"We are returning to Earth on a ship."
Translation:DujDaq tera' wIcheghlI'.
In Klingon, when you chegh a thing, you're returning to that thing. It doesn't matter whether English uses a to or not, the object of chegh is the location the subject returns to.
Strictly speaking, you ARE allowed to put the locative suffix on the object of a verb like this. Klingons consider it overkill. Said this way, the sentence would be DujDaq tera'Daq wIcheghlI'. Notice the prefix wI- means tera'Daq is still the object of the verb. Without an object, the destination of such a verb remains unstated, no matter how many locative nouns you have dangling at the front.
-vaD is not appropriate here. You're not returning for the benefit of Earth, and Earth isn't receiving the result of your returning as an indirect object.
Notwithstanding the use of the word on, I wonder about using the locative -Daq in this sentence. The on here is being used more instrumentally than locatively. Query whether something like tera' wIcheghmeH Duj wIlIghtaH/wIlo'taH ("To return to Earth, we are riding/using a ship") would convey the sentence more accurately.

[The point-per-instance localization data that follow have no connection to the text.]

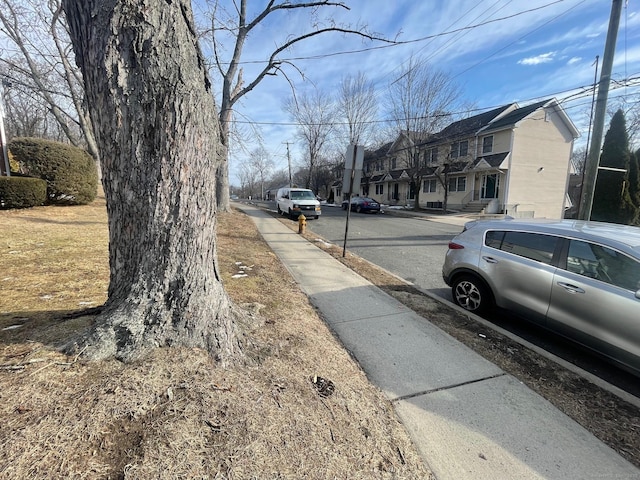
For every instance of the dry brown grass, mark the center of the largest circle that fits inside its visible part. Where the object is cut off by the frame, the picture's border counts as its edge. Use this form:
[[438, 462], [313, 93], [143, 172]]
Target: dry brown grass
[[176, 414]]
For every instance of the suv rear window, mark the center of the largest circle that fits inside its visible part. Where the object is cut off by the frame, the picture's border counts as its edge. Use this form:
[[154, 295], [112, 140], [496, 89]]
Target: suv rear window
[[529, 245]]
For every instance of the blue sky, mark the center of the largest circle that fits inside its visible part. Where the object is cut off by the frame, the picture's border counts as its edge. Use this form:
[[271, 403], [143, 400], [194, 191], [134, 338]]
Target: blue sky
[[504, 51]]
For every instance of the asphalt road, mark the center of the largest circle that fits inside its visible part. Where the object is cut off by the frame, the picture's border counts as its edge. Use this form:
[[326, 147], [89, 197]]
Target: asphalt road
[[414, 250]]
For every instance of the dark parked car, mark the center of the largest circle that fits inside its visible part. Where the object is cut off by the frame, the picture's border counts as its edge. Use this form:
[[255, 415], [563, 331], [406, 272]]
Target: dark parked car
[[362, 205], [579, 279]]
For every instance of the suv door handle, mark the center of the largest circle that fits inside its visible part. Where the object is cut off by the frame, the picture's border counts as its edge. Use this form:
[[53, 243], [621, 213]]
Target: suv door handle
[[571, 288]]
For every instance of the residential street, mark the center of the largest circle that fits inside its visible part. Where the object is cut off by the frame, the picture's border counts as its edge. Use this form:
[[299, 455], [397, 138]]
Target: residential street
[[414, 250]]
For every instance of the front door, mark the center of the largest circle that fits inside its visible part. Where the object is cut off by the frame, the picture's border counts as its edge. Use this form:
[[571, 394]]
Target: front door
[[489, 186]]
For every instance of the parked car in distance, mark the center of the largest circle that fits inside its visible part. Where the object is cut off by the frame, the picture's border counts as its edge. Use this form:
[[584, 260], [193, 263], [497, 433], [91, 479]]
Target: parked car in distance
[[579, 279], [362, 205], [297, 201]]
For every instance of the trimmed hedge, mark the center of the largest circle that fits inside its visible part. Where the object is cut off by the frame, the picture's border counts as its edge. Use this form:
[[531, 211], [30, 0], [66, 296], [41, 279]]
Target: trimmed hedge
[[22, 192], [70, 172]]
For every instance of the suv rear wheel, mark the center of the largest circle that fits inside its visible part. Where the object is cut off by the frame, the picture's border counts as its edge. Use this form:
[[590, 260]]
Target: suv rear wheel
[[471, 294]]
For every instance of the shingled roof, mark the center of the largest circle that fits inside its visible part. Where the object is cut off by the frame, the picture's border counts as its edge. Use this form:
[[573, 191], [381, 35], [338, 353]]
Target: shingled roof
[[514, 117], [471, 125]]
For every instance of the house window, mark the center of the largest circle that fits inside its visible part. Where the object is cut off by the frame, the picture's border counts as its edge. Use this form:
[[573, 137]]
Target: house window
[[429, 186], [459, 149], [487, 144], [457, 184], [433, 155]]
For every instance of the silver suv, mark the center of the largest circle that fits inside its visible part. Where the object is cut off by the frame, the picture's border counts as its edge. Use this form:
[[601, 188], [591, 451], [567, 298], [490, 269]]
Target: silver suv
[[580, 279]]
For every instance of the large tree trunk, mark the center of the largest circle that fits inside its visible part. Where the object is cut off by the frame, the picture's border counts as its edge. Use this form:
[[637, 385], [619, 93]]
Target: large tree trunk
[[155, 123]]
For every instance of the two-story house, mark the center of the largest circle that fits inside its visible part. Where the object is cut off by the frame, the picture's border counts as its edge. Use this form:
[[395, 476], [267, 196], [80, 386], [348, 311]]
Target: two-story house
[[512, 160]]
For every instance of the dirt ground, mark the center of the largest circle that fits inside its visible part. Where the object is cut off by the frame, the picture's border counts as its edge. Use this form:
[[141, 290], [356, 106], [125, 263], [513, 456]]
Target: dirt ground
[[611, 419], [304, 411]]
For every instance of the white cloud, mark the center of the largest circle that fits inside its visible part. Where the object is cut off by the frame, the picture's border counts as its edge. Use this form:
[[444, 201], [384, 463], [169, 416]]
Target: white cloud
[[542, 58]]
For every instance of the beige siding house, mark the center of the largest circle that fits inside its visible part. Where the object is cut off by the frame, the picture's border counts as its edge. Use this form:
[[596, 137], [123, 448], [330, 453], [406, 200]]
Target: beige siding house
[[513, 160]]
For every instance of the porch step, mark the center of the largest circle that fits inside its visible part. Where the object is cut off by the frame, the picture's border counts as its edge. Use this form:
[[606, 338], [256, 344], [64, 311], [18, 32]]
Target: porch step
[[475, 206]]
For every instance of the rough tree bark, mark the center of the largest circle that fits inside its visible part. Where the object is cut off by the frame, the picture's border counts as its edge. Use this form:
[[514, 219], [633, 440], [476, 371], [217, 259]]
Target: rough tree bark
[[155, 123]]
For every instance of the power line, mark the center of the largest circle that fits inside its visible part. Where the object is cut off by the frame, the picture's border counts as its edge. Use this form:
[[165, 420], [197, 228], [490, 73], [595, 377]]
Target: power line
[[585, 91]]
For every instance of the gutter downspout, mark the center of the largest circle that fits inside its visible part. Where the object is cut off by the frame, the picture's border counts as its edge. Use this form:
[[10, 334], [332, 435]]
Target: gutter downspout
[[508, 176]]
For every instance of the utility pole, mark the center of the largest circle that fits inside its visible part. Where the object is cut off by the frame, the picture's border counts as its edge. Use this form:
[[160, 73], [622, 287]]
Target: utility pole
[[593, 159], [289, 160], [6, 168]]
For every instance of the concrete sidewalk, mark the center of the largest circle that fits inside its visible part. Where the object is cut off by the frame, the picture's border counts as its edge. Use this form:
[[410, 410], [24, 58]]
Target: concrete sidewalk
[[469, 419]]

The usage is correct. For verbs who give their objects an inherent locative sense, any other locative you put in the sentence can't refer to what the object refers to. Okrand specifically addresses this with verbs of motion. If you say yuQ vIjaH, it means you go to the planet, but if you say yuQDaq jIjaH, it means you are on the planet as you go (somewhere).
chegh is a verb of motion, with a locative object, so it follows the same rules. tera' wIcheghlI' We are returning to Earth. A non-object locative on chegh refers to the place that the returning is taking place, not the destination of the returning. DujDaq tera' wIcheghlI' We are returning to Earth on the ship. The act of returning happens on board a ship.
So the sentence literally means something like We are aboard the ship as it makes its way back to Earth. Earth is our destination; the ship is where we do the returning.
Interesting...in languages that have both instrumental and locative cases (like Polish), I think you would use the instrumental, not the locative, to say "I am returning to such-and-such a place on such-and-such a mode of transport".
Compare (courtesy of Google Translate) "I am on the train" ("Jestem w pociągu" -- locative form of "train") with "I am returning to Warsaw on the train" ("Wracam pociągiem do Warszawy." -- instrumental form of "train").
Anyway...obviously Klingon is not Polish, and Klingon does not have an instrumental noun suffix. I don't question that -Daq is correct in the sentence, but it illustrates that -Daq can communicate not just where something happens, but also how.